先日、あるミュージシャンにインタビューをおこなったところ、好きな音楽ジャンルにベースミュージックを挙げていた。ここ最近、日本人ミュージシャンのなかでよく聞かれるのは、トラップ音楽などベースミュージックなどを取り入れているということ。昨年からこの音楽を取り入れた楽曲が日本でも顕著に表れ始めたが、今年はさらに増える可能性はある。

 ところで、そのミュージシャンがベースミュージックとともに、よく聴くアーティストとして挙げていたのが、Kris Wu(ウー・イーファン)だった。恥ずかしながら、その名前を聞いたとき「え? 誰?」と思ったが、のちに調べてみたら「EXO」の元メンバーで「あ! あのEXOか」と合点がいった。

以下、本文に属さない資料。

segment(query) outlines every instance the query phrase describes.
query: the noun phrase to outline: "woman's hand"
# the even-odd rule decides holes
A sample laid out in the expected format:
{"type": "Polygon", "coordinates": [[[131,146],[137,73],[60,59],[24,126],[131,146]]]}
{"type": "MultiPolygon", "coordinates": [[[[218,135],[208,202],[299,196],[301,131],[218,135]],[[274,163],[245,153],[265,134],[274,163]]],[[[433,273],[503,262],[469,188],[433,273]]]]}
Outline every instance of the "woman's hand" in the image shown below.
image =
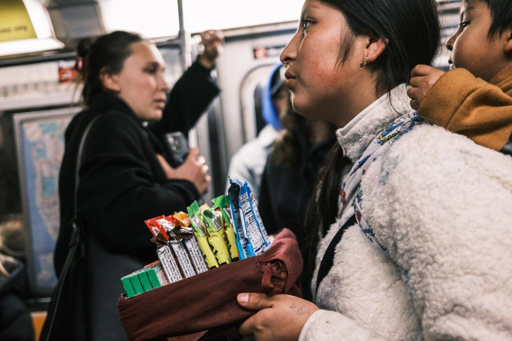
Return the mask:
{"type": "Polygon", "coordinates": [[[185,161],[176,168],[171,167],[160,154],[157,154],[157,158],[168,179],[187,180],[196,186],[200,195],[206,191],[211,182],[211,178],[208,174],[209,168],[205,164],[204,158],[199,155],[199,150],[197,148],[190,148],[185,161]]]}
{"type": "Polygon", "coordinates": [[[201,34],[204,51],[199,56],[199,62],[206,69],[211,69],[220,55],[224,44],[224,35],[220,31],[208,30],[201,34]]]}
{"type": "Polygon", "coordinates": [[[445,72],[428,65],[417,65],[411,72],[410,84],[412,88],[407,91],[411,98],[411,108],[418,110],[432,86],[445,72]]]}
{"type": "Polygon", "coordinates": [[[290,295],[269,297],[265,294],[243,293],[237,297],[242,307],[259,310],[240,326],[240,334],[259,340],[298,340],[306,321],[318,307],[290,295]]]}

 EXOは、韓国の男性アイドルグループで、韓国出身者と中国出身者からなる。韓国や中国、そして日本でも人気で、まさにアジアで人気のグループと言える。その元メンバーであるKris Wuは中国系で在籍時はラップを担当し、EXO-Mのリーダーだった。その彼は現在ソロ歌手として活動し、楽曲はいまや全米チャート上位に入り込んでいる。

 彼の名前を挙げたそのミュージシャンは「あれだけ社会現象みたいになってソロデビューをしてUSでもNo.1とかを穫っているサウンドを知っておかなければ駄目だと思うし、そういうのは積極的に聴きます」と自身の創作活動で参考にしているとも語っている。

 さて、Kris Wuの活躍だけでなく、全米チャートには韓国あるいは中国出身の歌手が見られるようになった。そして、最近新たな展開として目立つのがK-POPグループの多国籍化だ。EXOをはじめ、昨年大みそかに放送されたNHK紅白歌合戦に初出場した女性グループ、TWICEは日本、韓国、台湾出身からなる。アジア市場を視野に入れた展開だ。彼ら、彼女らはいずれは世界へと向かっていくだろう。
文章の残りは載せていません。